I’m one of the folk who “hung out a shingle”, and for the second time. While not a sole practitioner, I’m providing sales force development, sales training and coaching as a very small firm at present. And even from my perspective, the “state of sales training” is frustrating. From my particular vantage point, the poor quality of much of what passes as “sales training” that’s provided by sole practitioners and very small firms has two sets of roots.
First, many of those who are now offering sales training services were successful salespeople, but never required to build a successful sales organization. That’s key. Making knowledge transferrable and demonstrating successes doing it over time are essential qualifications for anyone claiming the ability to sustainably improve performance.
Second, most top tier salespeople are lifelong learners. In fact, most of those I know have an insatiable curiosity. That’s just as essential for a consultant or trainer. Arriving at one model and believing it will apply universally in every situation is just as myopic as the top performing salesperson who is promoted to sales management and then sets out to create clones of himself. That’s one of the most classic early mistakes of newly-promoted sales managers.
Subject matter expertise isn’t enough. In fact, that’s the easiest part.
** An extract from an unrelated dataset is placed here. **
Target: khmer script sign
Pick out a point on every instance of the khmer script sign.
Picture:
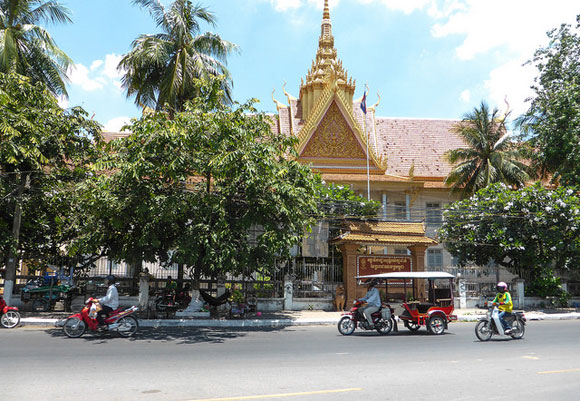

Harder is learning how to coach, to train and to serve as an effective agent for change. One reason that industry-specific sales training (the space most often filled by small firms) tends to be so poor is that little or no effort has been invested to find out how people learn, how new skills are built and retained. So seminars continue to multiply, “secrets” and “tricks” continue to be promoted, and lasting improvement is elusive.
A longer term relationship between the training / consulting organization and the client company is essential if the disciplines, the suite of selling skills and the business literacy essential to a very high performance sales organization are going to be developed and retained. Only within that kind of relationship can a solid sales process be built, and the essential tools and resources developed for each stage in that process.
Like you, I don’t see change on the near horizon. But some of the smoke is being blown out of the room. It is now easier for potential clients to find and talk with others about the real value that’s being created, and whether sustained improvement is resulting including measurable results. That’s undermining the old training model of running a big event, selling presentations and curriculum up front and providing nearly nothing afterward. And that’s a good thing.
great post and great topic, Dave.
On your 2nd point, I believe there is a mutual (vendor and sales exec) lack of commitment on training execution following training delivery.
Perhaps a fourth point is that customer needs for sales training vary tremendously.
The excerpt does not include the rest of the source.